Mogelei mit Süssmuth

■ Wie die „Bild“-Zeitung Rita Süssmuth die Abtreibungspille fordern ließ und Hektik auslöste

Berlin (taz) – Die Aufmachung in der Bild klang vielversprechend. In der Feitagausgabe von Deutschlands größter Boulevardzeitung forderte Rita Süssmuth, Katholikin, Bundestagspräsidentin und Christdemokratin, den Verkauf der in Frankreich erlaubten Abtreibungspille RU 486. Die Nachrichtenagenturen stiegen ein, denn Bild hatte großspurig angekündigt: „Der Papst-Brief zur Schwangerschaftsberatung – jetzt eine neue Diskussion um die Abtreibungspille RU 486!“ Da schlugen die Journalistenherzen höher, auch in der taz. Süssmuth provoziert die Bischöfe! Was für eine Schlagzeile!

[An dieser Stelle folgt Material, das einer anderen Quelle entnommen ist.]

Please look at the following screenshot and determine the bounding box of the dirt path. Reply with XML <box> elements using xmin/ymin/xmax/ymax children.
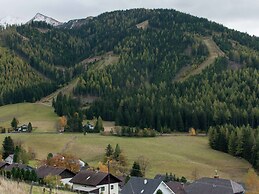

Doch daraus wurde nichts. Bild hatte schlichtweg gemogelt. Wie der Leiter von Süssmuths Bonner Büro, Thomas Läufer, erklärte, seien zwei Äußerungen der Ministerin von 1991 und 1993 einfach zusammengestellt worden. „Mit der Frau Präsidentin hat die Bild- Zeitung nicht geredet“, erklärte Läufer. In „unzuverlässiger Art und Weise“ seien ihre Äußerungen mit der jüngsten Entscheidung des Papstes in Zusammenhang gebracht worden.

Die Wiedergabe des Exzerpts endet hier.